DIU stands for **Data Integration Unit**.

This is a measure of Processor and Memory allocation for ETL Executions.

82. What are the Prerequisites for ADF Pipeline Creations?

Need to setup linked services for both source and sink
Create Datasets
Design the pipeline with at least one activity (SP, Copy Data, Data Flow, etc..)

83. What are different ways to create ADF Pipelines?

ADF Studio > Home > Ingest
ADF Studio > Home > Orchestrate
ADF Studio > Left: Author > +New > Pipeline
ADF Studio > Left: Author > +New > Copy Data
ADF Studio > Left: Author > +New > Template > Specify Template Inputs > Save.

84. What is a Linked Service? How to verify or test a Linked Service?

Linked Service is an ADF Object used to connect with Data Source(s) and Sink(s).

During the creation of linked service in ADF: we need to specify the authentication details > Test Connection.

Additionally during Dataset Creation: The LinkedService is auto tested.

85. What are the different types of Integration Runtimes?

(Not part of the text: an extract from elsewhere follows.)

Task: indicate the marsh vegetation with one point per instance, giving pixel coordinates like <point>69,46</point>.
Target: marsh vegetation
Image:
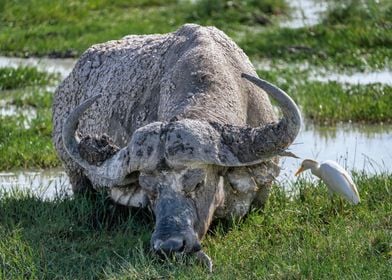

Purpose of each?

**Auto Resolving IR:** Used to establish connections to Azure Data Platform
**Self Hosted IR (SHIR):** Used to establish connections to non-Azure Data Platform

86. How Integration Runtime is linked / associated with Pricing?

In ADF: IRs are always free to configure.
However, SHIR involves On-Premises Connections [Outside Cloud]. Involve more latency. Hence more DIUs will be consumed.
Hence such pipelines involve more cost.

87. Consider a real-world environment with a group of clients connected to a Data Center for OLTP Data Operations. You are a Data Engineer to perform ETL Operations. Where do you need to configure the Self Hosted IR?

Answer: Option 3: In a dedicated **Middle Tier (MT) Server**

88. What are the limitations of SHIR?

Cannot be reused
Only applicable for Copy Data Activity. Not applicable for Data Flow Activity.

89. What are the uses of Copy Data Tool in ADF?

To perform Aggregated Data Loads
To perform File Incremental Loads
To perform Table Incremental Loads (Upserts)
To perform BULK INSERTS

90. What are the limitations of Copy Data Tool?

We can’t use transformations/activities using this tool like Lookup, Derived Column, Surrogate Key, Sort, Stored Procedure…
We cannot have more than one source linked service
We cannot have more than one destination linked service
We cannot reuse the Datasets

91. What is “Binary Copy” Option?

We used this in our File Incremental Loads Example.
Using this option, we can define the Data set is transferred as is from source to sink skipping the PARSE or VALIDATION within ADF.
This option will auto result in detection of structural changes from source and get loaded to sink.

92. How to deploy a Copy Data Pipeline?

Deploy means to PUBLISH a pipeline.
We cannot publish a new pipeline manually.
The pipeline will be auto published / auto deployed once we complete the Copy Data Wizard.
Additionally, we can perform changes to the resulting pipeline. We need to manually publish the changes.

93. What are the steps to EDIT a Pipeline resulted from Copy Data Tool?

From ADF Studio: Left > Author > Right : We see the pipeline
Click on Copy Data Activity > Perform changes > Publish.

94. How to perform File Level Incremental Loads in ADF?

Using Binary Copy Option with Copy Data Wizard. We need to schedule the pipeline with cadence to get the Incremental Loads option.
Pls refer to the Incremental example in our classes.